Information Security Risk Manager Jobs in California

Job Description JOB SUMMARY: The Information Security Program Manager is responsible for ensuring information systems architecture, configuration, use, and functionality are compliant with regulations and industry best practice to safeguard protected information and the integrity of information assets of the client. He or she ensures activities and functions of information systems reflect client's policies and procedures, federal and state laws, and industry standards. The role is also responsible for ensuring disaster recovery and business continuity plans are in place for information assets.

This leader assumes a primary role in incident response and vulnerability management. This position manages the information security risks and directs IT resources in the management of risk analysis, remediation or acceptance. He or she will manage security risk remediation projects including deployment of new technologies, adoption of new procedures, and ongoing monitoring efforts.

This includes management of ongoing security awareness training and security incident response. He or she works closely with the Compliance Officer with respect to privacy issues and possible breach response.
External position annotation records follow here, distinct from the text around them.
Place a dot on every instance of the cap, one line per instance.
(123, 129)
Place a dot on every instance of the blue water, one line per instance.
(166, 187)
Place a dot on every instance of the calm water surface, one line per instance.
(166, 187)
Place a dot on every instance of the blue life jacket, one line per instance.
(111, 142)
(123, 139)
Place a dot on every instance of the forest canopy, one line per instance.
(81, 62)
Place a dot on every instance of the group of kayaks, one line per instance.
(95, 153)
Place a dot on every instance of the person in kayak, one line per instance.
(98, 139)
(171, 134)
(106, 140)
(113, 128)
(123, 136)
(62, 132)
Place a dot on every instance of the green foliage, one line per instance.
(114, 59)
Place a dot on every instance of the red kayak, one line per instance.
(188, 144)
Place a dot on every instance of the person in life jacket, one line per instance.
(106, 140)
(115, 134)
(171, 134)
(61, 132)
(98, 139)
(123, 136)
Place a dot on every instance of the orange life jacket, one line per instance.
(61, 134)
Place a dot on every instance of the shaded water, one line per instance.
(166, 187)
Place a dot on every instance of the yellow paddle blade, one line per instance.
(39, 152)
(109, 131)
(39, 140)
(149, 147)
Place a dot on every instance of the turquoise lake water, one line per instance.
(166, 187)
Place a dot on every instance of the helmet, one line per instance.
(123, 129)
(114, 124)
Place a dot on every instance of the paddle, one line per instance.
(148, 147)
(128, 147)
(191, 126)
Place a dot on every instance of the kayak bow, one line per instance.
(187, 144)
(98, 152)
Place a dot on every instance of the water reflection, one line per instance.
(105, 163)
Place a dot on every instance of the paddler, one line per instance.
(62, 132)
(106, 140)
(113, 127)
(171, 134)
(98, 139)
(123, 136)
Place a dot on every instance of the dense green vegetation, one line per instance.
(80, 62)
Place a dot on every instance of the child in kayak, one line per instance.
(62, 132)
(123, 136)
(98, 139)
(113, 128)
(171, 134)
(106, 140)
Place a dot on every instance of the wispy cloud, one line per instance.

The Information Security serves as the organizational Information Security Officer and is the subject matter expert for information security administrative and technical controls, and as such, serves as a resource to the CIO and other departmental leaders.

He or she will make technology and process recommendations to the organization to ensure best practice. EXPERIENCE/QUALIFICATIONS: Four (4) plus years of information security experience IT Engineering experience in security systems (e.g., malware, server hardening, network intrusion detection, firewalls, etc) EDUCATION: Bachelor's degree or equivalent LICENSURES/CERTIFICATION: At least one of the following security certifications required: Certified Information System Security Professional (CISSP) CISM CISA Must successfully complete and maintain LA County Fire Card certification at the time of hire or within the first 30 days of employment DUTIES AND RESPONSIBILITIES ( These are the essential job functions for this position. The essential functions of this job include, but may not be limited to those listed in this job description

Employees hired for this position must be able to perform the essential function of this job without imposing significant risk of substantial harm to the health or safety of themselves or others) : Develops and maintains Information Security program through establishment of information security governance, policies, technology framework, best practices in IT, and staff education and certification Coordinates execution of security assessments, health checks and security enhancements. Develops, implements, and maintains information privacy and security policies, procedures, and guidelines through ongoing review and authorship. Performs periodic information privacy and security risk assessments while developing risk mitigation plans.
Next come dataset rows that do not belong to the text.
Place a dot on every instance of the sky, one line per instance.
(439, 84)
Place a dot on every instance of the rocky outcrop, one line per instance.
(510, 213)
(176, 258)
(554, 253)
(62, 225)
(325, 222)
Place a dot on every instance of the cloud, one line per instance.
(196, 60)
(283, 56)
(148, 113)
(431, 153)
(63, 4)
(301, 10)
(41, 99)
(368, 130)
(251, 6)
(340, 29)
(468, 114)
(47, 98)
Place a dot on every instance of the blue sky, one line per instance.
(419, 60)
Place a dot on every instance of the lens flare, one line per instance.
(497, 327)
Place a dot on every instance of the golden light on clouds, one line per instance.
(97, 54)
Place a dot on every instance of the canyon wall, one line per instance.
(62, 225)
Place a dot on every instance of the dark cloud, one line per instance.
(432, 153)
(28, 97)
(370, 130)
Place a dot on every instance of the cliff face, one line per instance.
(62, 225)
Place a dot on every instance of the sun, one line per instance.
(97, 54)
Evaluates, recommends, and implements systems for detection and prevention of information privacy and security breaches. Oversees and continually improves information security awareness training program Evaluates all new systems for compliance with information privacy and security policies and procedures, federal and state laws, and industry standards through a risk assessment process. Maintains current knowledge of federal and state information privacy and security laws and industry standards.
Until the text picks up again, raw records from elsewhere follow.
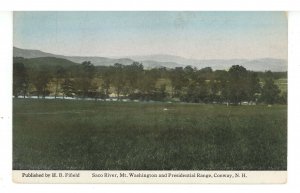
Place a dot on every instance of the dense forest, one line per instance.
(61, 78)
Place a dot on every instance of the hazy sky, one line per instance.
(199, 35)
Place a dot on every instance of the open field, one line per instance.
(88, 135)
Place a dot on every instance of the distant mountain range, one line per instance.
(169, 61)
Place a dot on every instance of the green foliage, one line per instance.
(134, 82)
(270, 92)
(20, 80)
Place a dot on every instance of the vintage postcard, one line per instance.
(150, 97)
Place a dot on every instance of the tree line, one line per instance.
(133, 82)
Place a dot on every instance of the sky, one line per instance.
(197, 35)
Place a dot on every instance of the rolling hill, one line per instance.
(160, 60)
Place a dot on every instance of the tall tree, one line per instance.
(270, 92)
(60, 74)
(118, 79)
(237, 84)
(86, 76)
(41, 81)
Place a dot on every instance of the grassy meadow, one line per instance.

Coordinates the development of procedures and implementation of information technologies to ensure capability to recover from disaster or outages for each critical functional area of the organization Coordinates, designs, develops, maintains, and exercises (tests) the overall IT disaster recovery plans for each critical functional area of the organization . Works with IT and non-IT staff on security program initiatives and resolves security related issues. Provides leadership of projects and technical implementations.

Directs penetration tests, vulnerability scans and the vulnerability management program. Creates remediation plans to address relevant security findings. Monitors advancements in information security technologies and adapts new technology to enhance the company's security posture.

Creates security posture dashboard for management level reporting Manages information security risk register and risk remediation efforts emanating from the most recent risk analysis under applicable frameworks. Manages the relationship with Security Operations Center (SOC), threat Intelligence providers, including all professional monitoring of security events, logs, and alerts. Ensures and continually improves quality and value of the deliverables from these external partners.

Takes active leadership role in coordinating security incident response including identification, containment, remediation, forensics and, in collaboration with Compliance Officer, breach notification. Assesses all security tools for effectiveness, appropriateness, obsolescence and makes recommendations for future tool investments and maintains the enterprise security position dashboard Audits business associate compliance with existing BAA and regularly reviews BAAs or other contractual terms and conditions related to security while making recommendations Assists the CIO in development of information security presentations for executive leadership and board.